けれども、酒を麻薬に非ず、料理の一種と思ったら、大マチガイですよ。
 酒は、うまいもんじゃないです。僕はどんなウイスキーでもコニャックでも、イキを殺して、ようやく呑み下しているのだ。酔っ払うために、のんでいるです。酔うと、ねむれます。これも効用のひとつ。
 然し、酒をのむと、否、酔っ払うと、忘れます。いや、別の人間に誕生します。もしも、自分というものが、忘れる必要がなかったら、何も、こんなものを、私はのみたくない。
 自分を忘れたい、ウソつけ。忘れたきゃ、年中、酒をのんで、酔い通せ。これをデカダンと称す。屁理窟を云ってはならぬ。
 私は生きているのだぜ。さっきも言う通り、人生五十年、タカが知れてらア、そう言うのが、あんまり易しいから、そう言いたくないと言ってるじゃないか。幼稚でも、青くさくても、泥くさくても、なんとか生きているアカシを立てようと心がけているのだ。年中酔い通すぐらいなら、死んでらい。
 一時的に自分を忘れられるということは、これは魅力あることですよ。たしかに、これは、現実的に偉大なる魔術です。むかしは、金五十銭、ギザギザ一枚にぎると、新橋の駅前で、コップ酒五杯のんで、魔術がつかえた。ちかごろは、魔法をつかうのは、容易なことじゃ、ないですよ。太宰は、魔法つかいに失格せずに、人間に失格したです。と、思いこみ遊ばしたです。
 もとより、太宰は、人間に失格しては、いない。フツカヨイに赤面逆上するだけでも、赤面逆上しないヤツバラよりも、どれぐらい、マットウに、人間的であったか知れぬ。
 小説が書けなくなったわけでもない。ちょッと、一時的に、M・Cになりきる力が衰えただけのことだ。
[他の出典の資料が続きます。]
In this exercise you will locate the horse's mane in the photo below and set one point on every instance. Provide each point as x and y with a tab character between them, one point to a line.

 太宰は、たしかに、ある種の人々にとっては、つきあいにくい人間であったろう。
 たとえば、太宰は私に向って、文学界の同人についなっちゃったが、あれ、どうしたら、いゝかね、と云うから、いゝじゃないか、そんなこと、ほッたらかしておくがいゝさ。アヽ、そうだ、そうだ、とよろこぶ。
 そのあとで、人に向って、坂口安吾にこうわざとショゲて見せたら、案の定、大先輩ぶって、ポンと胸をたゝかんばかりに、いゝじゃないか、ほッたらかしとけ、だってさ、などゝ面白おかしく言いかねない男なのである。
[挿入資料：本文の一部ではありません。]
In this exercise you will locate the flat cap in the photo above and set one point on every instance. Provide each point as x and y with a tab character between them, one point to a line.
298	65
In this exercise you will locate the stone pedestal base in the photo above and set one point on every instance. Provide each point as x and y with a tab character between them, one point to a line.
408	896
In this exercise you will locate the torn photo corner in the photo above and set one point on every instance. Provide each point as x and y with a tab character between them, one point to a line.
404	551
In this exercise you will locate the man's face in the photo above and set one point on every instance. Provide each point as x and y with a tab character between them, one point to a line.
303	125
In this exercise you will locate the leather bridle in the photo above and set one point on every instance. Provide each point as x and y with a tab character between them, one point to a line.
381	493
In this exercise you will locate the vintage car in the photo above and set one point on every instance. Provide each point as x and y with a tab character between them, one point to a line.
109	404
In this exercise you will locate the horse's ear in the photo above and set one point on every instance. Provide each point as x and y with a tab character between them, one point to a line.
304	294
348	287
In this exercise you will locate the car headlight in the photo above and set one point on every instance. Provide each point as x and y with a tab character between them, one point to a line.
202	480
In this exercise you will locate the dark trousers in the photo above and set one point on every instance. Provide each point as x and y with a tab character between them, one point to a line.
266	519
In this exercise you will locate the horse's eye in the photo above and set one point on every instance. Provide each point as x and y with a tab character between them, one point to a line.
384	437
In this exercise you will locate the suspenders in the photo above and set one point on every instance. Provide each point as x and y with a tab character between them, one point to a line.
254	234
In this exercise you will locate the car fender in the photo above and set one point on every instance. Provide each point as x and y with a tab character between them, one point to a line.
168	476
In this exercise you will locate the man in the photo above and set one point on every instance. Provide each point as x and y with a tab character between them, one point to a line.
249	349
 多くの旧友は、太宰のこの式の手に、太宰をイヤがって離れたりしたが、むろんこの手で友人たちは傷つけられたに相違ないが、実際は、太宰自身が、わが手によって、内々さらに傷つき、赤面逆上した筈である。
 もとより、これらは、彼自身がその作中にも言っている通り、現に眼前の人へのサービスに、ふと、言ってしまうだけのことだ。それぐらいのことは、同様に作家たる友人連、知らない筈はないが、そうと知っても不快と思う人々は彼から離れたわけだろう。
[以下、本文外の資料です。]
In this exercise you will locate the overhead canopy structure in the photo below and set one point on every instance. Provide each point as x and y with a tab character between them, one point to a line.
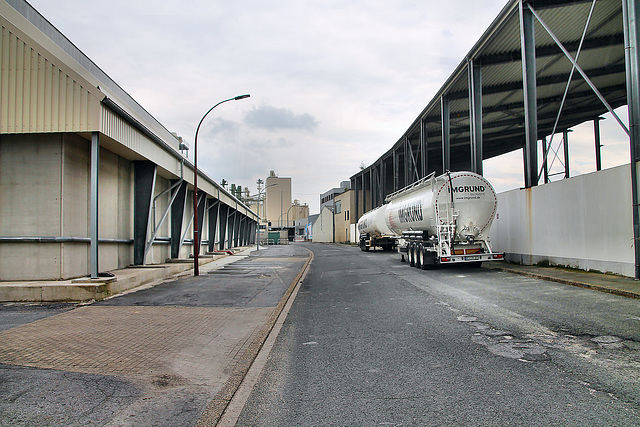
542	67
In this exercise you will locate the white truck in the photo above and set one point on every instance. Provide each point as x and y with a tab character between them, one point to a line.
437	220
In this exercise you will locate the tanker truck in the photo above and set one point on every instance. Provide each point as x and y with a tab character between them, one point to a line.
437	220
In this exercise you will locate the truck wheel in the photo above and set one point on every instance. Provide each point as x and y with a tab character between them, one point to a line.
428	259
418	249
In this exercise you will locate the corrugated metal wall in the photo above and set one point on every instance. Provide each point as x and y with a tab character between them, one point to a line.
39	96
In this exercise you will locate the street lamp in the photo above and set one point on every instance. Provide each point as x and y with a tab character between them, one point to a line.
260	192
196	235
 然し、太宰の内々の赤面逆上、自卑、その苦痛は、ひどかった筈だ。その点、彼は信頼に足る誠実漢であり、健全な、人間であったのだ。
 だから、太宰は、座談では、ふと、このサービスをやらかして、内々赤面逆上に及ぶわけだが、それを文章に書いてはおらぬ。ところが、太宰の弟子の田中英光となると、座談も文学も区別なしに、これをやらかしており、そのあとで、内々どころか、大ッピラに、赤面混乱逆上などゝ書きとばして、それで当人救われた気持だから、助からない。
 太宰は、そうではなかった。もっと、本当に、つゝましく、敬虔で、誠実であったのである。それだけ、内々の赤面逆上は、ひどかった筈だ。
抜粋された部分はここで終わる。